The management of this memory can take several forms, depending on your particular use-case:

  • At a data level, by making sure you analyze (or not_analyze) your data appropriately so that it is memory-friendly
  • During indexing, by configuring heavy fields to use disk-based doc values instead of in-memory fielddata
  • At search time, by utilizing approximate aggregations and data filtering
  • At a node level, by setting hard memory and dynamic circuit-breaker limits
  • At an operations level, by monitoring memory usage and controlling slow garbage-collection cycles, potentially by adding more nodes to the cluster

Most deployments will use one or more of the preceding methods. The exact combination is highly dependent on your particular environment. Some organizations need blisteringly fast responses and opt to simply add more nodes.
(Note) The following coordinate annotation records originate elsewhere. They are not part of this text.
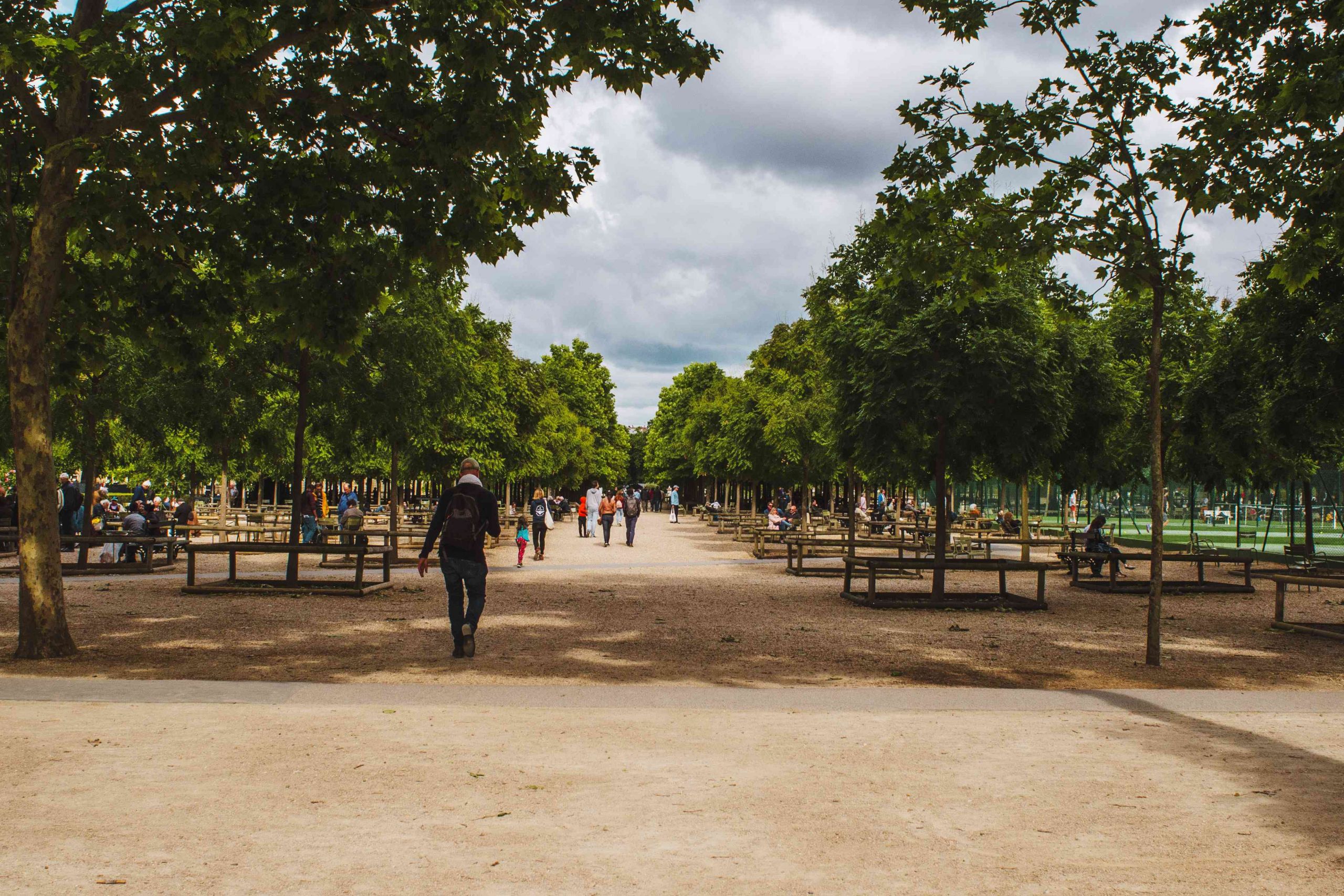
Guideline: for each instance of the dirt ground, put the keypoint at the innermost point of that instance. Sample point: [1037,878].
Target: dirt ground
[685,606]
[175,798]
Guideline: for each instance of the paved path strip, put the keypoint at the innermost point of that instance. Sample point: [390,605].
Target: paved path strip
[671,698]
[374,570]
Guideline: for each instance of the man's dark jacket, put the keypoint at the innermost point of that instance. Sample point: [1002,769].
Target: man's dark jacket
[486,504]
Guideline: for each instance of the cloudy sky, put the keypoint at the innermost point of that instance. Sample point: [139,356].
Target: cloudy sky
[717,202]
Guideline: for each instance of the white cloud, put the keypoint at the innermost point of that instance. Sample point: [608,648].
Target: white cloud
[717,202]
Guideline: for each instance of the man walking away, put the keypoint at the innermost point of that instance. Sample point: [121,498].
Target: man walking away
[632,516]
[70,501]
[594,501]
[466,515]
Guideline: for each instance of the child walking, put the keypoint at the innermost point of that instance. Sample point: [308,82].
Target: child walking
[522,537]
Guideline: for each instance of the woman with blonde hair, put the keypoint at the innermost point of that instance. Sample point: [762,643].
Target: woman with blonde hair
[538,507]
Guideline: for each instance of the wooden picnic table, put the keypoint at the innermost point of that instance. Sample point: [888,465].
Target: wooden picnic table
[147,551]
[765,535]
[1003,599]
[838,546]
[244,532]
[272,585]
[1323,629]
[412,539]
[1171,586]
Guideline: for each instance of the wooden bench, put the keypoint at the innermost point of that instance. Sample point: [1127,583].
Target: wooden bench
[1002,599]
[1323,629]
[1170,586]
[828,546]
[406,539]
[147,554]
[1300,561]
[764,535]
[280,586]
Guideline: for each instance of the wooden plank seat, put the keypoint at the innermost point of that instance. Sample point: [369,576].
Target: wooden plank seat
[244,532]
[870,567]
[736,523]
[1113,583]
[151,553]
[830,546]
[262,585]
[1334,630]
[409,539]
[764,536]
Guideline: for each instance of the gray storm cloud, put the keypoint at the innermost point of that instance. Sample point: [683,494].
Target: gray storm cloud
[718,202]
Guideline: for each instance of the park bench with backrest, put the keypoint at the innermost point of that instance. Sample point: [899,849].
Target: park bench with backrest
[872,568]
[233,583]
[1112,583]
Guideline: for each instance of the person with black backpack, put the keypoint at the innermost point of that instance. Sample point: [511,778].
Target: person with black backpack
[466,515]
[632,516]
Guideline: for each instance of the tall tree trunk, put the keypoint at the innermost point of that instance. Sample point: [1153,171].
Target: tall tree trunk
[940,520]
[394,522]
[42,608]
[1025,523]
[89,462]
[298,477]
[224,491]
[1308,525]
[1158,480]
[854,505]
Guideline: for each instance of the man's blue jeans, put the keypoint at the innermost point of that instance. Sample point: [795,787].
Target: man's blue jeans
[456,575]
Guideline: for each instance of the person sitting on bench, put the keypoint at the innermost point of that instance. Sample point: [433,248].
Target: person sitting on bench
[1095,542]
[133,525]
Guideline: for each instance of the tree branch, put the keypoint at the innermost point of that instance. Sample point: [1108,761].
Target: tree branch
[29,101]
[119,18]
[143,113]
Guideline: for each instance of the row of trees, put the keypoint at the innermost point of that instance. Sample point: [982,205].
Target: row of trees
[949,345]
[241,194]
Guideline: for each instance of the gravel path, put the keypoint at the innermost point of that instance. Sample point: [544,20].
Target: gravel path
[683,608]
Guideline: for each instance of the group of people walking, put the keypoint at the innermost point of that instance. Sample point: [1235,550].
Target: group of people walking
[618,507]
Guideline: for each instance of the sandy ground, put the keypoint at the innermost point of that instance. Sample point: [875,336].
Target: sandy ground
[761,789]
[176,798]
[685,606]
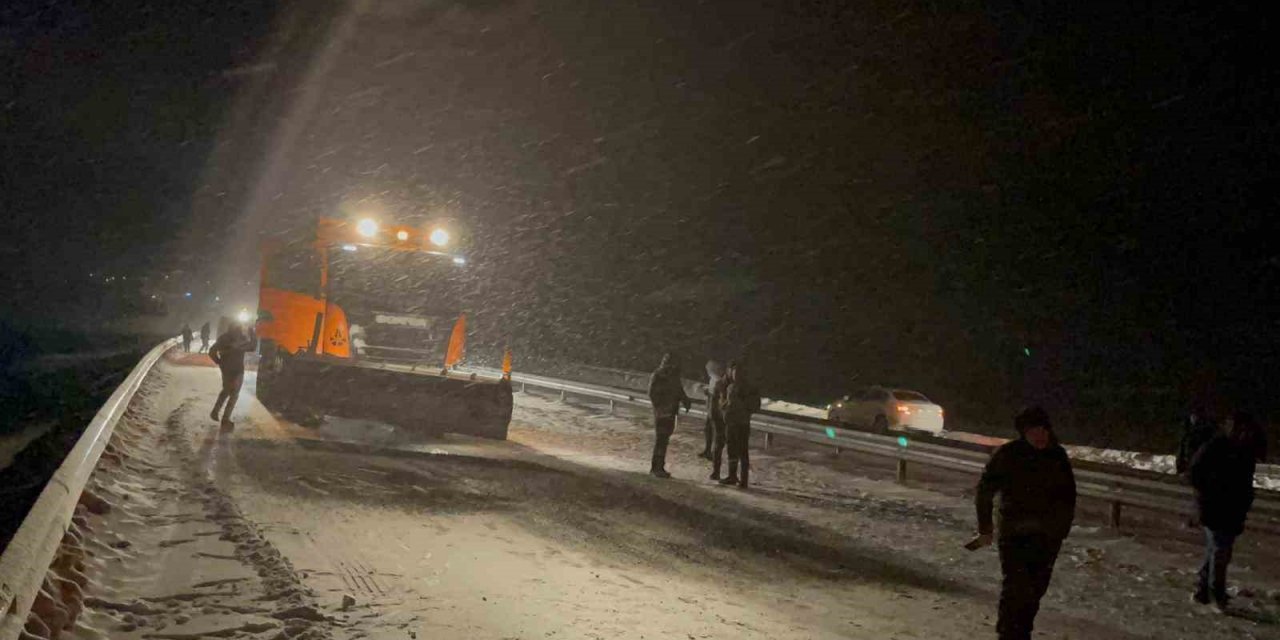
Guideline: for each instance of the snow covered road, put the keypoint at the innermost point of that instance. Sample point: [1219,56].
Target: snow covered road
[274,530]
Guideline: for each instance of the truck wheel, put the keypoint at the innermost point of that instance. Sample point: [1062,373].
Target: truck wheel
[269,369]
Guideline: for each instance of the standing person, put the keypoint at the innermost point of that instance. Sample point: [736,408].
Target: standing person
[740,400]
[228,353]
[1037,506]
[714,371]
[666,394]
[1221,471]
[1197,430]
[716,403]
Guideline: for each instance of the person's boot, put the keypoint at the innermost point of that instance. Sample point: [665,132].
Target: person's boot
[732,474]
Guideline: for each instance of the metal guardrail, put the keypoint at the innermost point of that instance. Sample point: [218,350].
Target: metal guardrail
[33,547]
[1116,485]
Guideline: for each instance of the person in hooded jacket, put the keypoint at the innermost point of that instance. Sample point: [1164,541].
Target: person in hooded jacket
[666,394]
[1036,485]
[1197,430]
[737,402]
[1221,472]
[716,402]
[228,353]
[714,421]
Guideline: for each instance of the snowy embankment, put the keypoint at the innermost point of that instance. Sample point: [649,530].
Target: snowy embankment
[1266,478]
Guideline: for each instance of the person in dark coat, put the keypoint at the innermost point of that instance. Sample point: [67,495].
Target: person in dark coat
[666,394]
[716,402]
[1221,472]
[228,353]
[1037,506]
[739,402]
[714,371]
[1197,430]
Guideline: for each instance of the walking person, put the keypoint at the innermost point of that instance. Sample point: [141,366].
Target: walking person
[1037,506]
[228,353]
[714,373]
[204,337]
[739,401]
[666,394]
[1221,472]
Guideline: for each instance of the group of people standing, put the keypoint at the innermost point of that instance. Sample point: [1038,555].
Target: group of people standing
[731,400]
[188,337]
[1025,499]
[1036,485]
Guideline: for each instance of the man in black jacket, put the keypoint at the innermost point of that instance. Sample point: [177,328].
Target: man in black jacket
[1037,506]
[1197,430]
[228,353]
[666,394]
[737,402]
[714,371]
[1221,471]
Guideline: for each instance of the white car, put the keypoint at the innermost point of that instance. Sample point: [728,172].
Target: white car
[885,410]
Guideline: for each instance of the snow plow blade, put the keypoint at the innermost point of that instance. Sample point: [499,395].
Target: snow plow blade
[415,402]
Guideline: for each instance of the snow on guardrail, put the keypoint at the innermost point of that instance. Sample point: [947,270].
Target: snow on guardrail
[26,563]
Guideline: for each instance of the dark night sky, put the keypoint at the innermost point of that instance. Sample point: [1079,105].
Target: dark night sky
[897,192]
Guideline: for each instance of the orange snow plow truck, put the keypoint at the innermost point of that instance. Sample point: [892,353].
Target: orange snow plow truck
[366,321]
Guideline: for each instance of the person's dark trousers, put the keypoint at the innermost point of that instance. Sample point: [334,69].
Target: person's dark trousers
[232,382]
[718,448]
[1027,563]
[663,428]
[739,452]
[1217,556]
[709,433]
Other organizations are limited by budget and choose doc values and approximate aggregations.

Whatever the path you take, it is important to assess the available options and create both a short- and long-term plan. Decide how your memory situation exists today and what (if anything) needs to be done. Then decide what will happen in six months or one year as your data grows. What methods will you use to continue scaling?

It is better to plan out these life cycles of your cluster ahead of time, rather than panicking at 3 a.m. because your cluster is at 90% heap utilization.